Law & the Courts

Unenumerated Rights Are Not Second-Class Rights

U.S. Supreme Court nominee Judge Neil Gorsuch (Reuters: Yuri Gripas)
The Ninth Amendment is not an inkblot or an afterthought, but a vital protection of freedom.

Ramesh Ponnuru has opposed George Will’s latest column, which expresses a hope that Supreme Court nominee Neil Gorsuch will return to the jurisprudence of natural rights. Ponnuru’s interpretation is the very same one that the Ninth Amendment was designed to prevent: It’s simply not true that enumerated rights — those explicitly spelled out in the Constitution — deserve more protection than unenumerated ones.

Ponnuru is right that Robert Bork didn’t say directly that the meaning of the Ninth Amendment is an inkblot, though what Bork actually did say is hardly better: He stated that he didn’t know what the meaning of the amendment was, and so would treat it as an inkblot.

The real problem with this statement is that Bork was unable to give the Ninth Amendment a meaning, probably because the Constitution conflicted with his preferred judicial role.

Judges are not meant merely to implement the will of the legislature, but instead to uphold the law regardless of what the legislature believes. They are a coequal branch, not subservient to the legislature. As Justice Scalia was fond of saying, judges’ role is not to divine some mythical legislative intent, but instead to enforce the text as written.

The law, as understood by the Founders, included the idea of the “law of nature” — natural, unalienable rights that existed prior to government, to which the Declaration of Independence specifically refers.

Ponnuru claims it is wiser to have a government where judges only enforce “those natural rights that have been spelled out in the Constitution.” The problem with this is that there are far too many natural rights to “spell out.” When the Bill of Rights was introduced, Representative Theodore Sedgwick, who had also been a delegate to the Continental Congress, explained:

They might have gone into a very lengthy enumeration of rights; they might have declared that a man should have a right to wear his hat if he pleased; that he might get up when he pleased, and go to bed when he thought proper; but [I] would ask the gentleman whether he thought it necessary to enter these trifles in a declaration of rights, in a Government where none of them were intended to be infringed.

Ponnuru instead thinks it’s wiser to leave these unenumerated rights up to the legislature. That makes no sense: Something that’s a right can’t be subject to legislative grace. Under our Constitution, the government shouldn’t be able to interfere with your freedom of speech or stop you from wearing a hat, or from getting up at whatever time you want.

Under our Constitution, the government shouldn’t be able to interfere with your freedom of speech or stop you from wearing a hat, or from getting up at whatever time you want.

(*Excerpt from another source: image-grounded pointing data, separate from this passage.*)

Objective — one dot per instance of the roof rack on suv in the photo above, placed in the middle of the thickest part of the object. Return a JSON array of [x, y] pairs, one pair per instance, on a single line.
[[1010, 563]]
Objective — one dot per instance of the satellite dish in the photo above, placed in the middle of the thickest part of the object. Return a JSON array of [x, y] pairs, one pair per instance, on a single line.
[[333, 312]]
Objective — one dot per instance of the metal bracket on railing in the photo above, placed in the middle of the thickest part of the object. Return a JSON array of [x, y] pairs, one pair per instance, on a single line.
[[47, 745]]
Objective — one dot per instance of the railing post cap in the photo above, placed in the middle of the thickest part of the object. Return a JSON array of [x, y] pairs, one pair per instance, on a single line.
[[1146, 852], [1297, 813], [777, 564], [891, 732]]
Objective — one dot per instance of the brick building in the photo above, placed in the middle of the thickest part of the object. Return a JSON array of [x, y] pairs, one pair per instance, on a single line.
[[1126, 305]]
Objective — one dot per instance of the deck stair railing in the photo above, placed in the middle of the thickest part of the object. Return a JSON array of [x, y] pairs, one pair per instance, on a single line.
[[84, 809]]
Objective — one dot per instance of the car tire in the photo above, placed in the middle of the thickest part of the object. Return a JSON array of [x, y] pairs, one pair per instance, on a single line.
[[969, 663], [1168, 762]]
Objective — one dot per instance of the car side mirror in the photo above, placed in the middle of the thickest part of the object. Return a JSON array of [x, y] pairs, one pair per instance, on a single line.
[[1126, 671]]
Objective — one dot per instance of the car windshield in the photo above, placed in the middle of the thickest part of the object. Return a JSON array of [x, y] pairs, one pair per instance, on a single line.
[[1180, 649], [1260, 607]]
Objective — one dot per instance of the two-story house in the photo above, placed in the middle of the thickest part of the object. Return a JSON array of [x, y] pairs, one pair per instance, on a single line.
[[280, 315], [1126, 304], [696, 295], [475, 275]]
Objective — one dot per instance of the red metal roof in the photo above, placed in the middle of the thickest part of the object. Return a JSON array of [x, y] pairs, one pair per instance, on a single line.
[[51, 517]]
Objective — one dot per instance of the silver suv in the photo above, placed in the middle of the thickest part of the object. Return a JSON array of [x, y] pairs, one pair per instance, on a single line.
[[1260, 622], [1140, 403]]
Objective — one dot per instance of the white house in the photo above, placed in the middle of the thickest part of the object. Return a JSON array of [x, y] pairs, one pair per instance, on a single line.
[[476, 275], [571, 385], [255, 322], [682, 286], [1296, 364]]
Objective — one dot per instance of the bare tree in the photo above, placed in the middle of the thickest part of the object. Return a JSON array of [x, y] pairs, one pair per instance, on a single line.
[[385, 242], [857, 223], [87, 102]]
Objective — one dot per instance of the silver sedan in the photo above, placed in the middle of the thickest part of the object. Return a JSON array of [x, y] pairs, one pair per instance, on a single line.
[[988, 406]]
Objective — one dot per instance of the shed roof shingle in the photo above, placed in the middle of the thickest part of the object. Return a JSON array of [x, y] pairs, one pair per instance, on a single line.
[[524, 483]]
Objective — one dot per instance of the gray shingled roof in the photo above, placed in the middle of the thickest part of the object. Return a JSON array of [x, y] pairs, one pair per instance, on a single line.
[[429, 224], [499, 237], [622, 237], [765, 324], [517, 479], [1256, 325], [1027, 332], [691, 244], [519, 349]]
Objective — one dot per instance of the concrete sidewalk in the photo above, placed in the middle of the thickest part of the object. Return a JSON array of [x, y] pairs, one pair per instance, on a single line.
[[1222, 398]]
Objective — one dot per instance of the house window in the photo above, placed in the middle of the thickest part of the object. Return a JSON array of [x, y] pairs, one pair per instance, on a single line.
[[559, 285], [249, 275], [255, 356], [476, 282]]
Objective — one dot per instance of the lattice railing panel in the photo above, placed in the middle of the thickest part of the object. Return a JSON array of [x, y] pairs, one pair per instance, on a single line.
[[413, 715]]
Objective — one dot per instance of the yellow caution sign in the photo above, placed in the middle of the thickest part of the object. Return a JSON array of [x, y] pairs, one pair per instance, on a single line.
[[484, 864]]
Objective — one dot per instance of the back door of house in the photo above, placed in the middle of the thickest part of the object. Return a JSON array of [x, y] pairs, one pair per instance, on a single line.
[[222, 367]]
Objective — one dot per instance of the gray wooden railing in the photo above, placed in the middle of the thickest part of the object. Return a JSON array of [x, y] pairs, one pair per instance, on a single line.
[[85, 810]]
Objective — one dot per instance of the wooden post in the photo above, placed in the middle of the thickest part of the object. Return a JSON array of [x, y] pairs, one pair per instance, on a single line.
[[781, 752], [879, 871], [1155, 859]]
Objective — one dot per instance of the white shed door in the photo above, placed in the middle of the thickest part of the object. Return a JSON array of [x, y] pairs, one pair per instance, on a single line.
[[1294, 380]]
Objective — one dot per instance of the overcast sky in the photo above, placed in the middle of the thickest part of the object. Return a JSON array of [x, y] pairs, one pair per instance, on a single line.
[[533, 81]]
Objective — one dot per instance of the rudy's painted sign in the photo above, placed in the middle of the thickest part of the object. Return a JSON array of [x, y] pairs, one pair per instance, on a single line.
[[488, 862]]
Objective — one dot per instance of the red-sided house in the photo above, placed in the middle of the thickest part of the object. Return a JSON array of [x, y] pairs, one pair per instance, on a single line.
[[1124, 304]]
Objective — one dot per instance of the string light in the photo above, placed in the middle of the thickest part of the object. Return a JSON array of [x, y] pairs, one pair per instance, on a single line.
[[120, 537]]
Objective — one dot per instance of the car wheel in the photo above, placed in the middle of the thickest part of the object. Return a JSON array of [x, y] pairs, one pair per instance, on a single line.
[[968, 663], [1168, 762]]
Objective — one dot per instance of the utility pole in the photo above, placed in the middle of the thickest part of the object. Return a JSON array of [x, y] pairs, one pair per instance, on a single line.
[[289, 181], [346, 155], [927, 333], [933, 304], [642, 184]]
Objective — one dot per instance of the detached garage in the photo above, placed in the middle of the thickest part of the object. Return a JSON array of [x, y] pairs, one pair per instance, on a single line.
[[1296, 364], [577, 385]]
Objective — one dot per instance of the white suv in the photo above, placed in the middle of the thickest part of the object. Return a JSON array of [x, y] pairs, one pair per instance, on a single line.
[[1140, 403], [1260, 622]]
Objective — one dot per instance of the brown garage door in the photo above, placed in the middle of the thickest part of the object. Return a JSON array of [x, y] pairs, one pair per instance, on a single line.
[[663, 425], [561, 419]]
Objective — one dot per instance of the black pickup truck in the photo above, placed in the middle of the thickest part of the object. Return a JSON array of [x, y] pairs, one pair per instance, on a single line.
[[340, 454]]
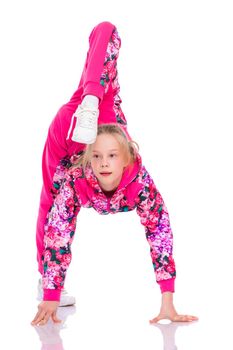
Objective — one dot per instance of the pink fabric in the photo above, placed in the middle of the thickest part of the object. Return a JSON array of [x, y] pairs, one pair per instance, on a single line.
[[167, 285], [56, 145], [52, 294]]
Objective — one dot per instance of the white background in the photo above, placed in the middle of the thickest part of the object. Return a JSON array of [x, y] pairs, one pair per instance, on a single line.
[[175, 71]]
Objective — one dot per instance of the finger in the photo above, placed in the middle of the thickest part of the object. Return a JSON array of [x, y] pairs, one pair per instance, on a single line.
[[155, 320], [55, 318], [184, 318], [44, 320], [39, 316]]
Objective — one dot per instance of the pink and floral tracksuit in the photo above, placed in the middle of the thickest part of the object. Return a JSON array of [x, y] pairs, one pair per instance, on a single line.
[[66, 190]]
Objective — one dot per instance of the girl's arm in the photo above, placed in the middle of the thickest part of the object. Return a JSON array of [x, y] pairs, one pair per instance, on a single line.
[[154, 217], [59, 233]]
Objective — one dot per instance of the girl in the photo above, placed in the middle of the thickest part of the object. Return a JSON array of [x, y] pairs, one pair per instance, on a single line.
[[95, 101], [109, 177]]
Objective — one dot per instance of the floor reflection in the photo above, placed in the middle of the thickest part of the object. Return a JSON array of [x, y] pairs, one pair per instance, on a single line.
[[49, 334], [168, 331], [51, 339]]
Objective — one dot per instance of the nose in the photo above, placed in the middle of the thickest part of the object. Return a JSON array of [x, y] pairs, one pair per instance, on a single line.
[[104, 163]]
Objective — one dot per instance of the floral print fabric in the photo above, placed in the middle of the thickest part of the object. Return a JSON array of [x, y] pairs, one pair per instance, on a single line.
[[70, 195], [110, 75]]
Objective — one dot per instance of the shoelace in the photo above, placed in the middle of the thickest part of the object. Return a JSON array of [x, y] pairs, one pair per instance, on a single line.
[[87, 120]]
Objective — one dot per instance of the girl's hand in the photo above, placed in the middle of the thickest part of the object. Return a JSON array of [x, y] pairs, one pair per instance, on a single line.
[[168, 311], [46, 309]]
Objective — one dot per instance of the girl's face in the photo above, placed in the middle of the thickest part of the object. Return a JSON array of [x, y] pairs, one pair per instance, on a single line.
[[107, 161]]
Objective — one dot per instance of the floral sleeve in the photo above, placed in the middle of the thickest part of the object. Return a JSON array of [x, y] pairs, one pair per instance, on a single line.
[[58, 236], [154, 216]]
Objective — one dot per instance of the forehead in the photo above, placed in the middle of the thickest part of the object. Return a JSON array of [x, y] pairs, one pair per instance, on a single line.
[[105, 142]]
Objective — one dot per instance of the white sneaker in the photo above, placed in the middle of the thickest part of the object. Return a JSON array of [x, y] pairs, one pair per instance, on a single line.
[[85, 130], [65, 300]]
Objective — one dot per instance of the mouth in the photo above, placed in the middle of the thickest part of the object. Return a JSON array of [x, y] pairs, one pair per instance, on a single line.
[[105, 173]]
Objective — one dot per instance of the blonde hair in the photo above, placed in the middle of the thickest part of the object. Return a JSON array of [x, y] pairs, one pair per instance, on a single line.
[[129, 147]]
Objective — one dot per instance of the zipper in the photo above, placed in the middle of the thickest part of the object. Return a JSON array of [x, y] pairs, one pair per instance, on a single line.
[[108, 204]]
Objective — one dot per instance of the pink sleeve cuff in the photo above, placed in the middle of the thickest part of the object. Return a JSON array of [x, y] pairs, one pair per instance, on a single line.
[[95, 89], [167, 285], [52, 295]]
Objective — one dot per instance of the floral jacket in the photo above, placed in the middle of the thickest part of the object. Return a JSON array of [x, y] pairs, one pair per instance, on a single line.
[[76, 188]]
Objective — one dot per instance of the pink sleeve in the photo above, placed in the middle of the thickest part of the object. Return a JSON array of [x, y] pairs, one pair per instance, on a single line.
[[167, 285]]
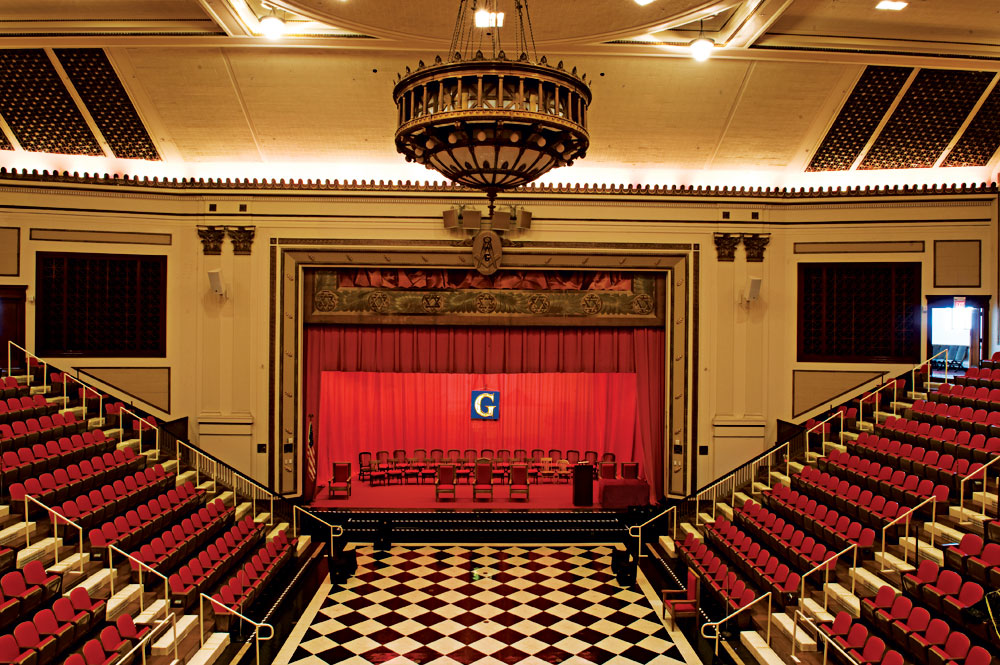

No doubt the legislature should be a defender of these and other rights, but is it wise to leave it entirely up to them? That would be letting the fox guard the henhouse. Indeed, constitutional rights are necessarily removed from the political process.

This is not to say that “natural” or unenumerated rights include anything that any individual wants to assert. Natural rights pre-exist government, so they cannot include government benefits. You cannot have a natural right to health care or any other product or service.

All natural rights exist in the form of a person’s right to do that which doesn’t harm another. Freedom of speech extends to all acts of speaking that do not harm others (libel, for instance, is not protected). The rights to wear a hat (or not) or to wake up whenever you want are all encompassed within your right of liberty.

The Constitution already protects these unenumerated rights even though it doesn’t create any natural right, in the Bill of Rights or otherwise. Instead the Constitution prohibits “abridging” or “infringing” rights that already exist. So the Constitution doesn’t need to adopt anything for these natural rights to be just as protected as any enumerated right.

Moreover, the Constitution clearly protects “other” unenumerated rights in the Ninth Amendment from being denied or disparaged. This “disparaged” word is important because it means that unenumerated rights must be given equal treatment to those listed in the first eight amendments. There are no second-class rights.

— Devin Watkins is a legal associate at the Cato Institute’s Center for Constitutional Studies.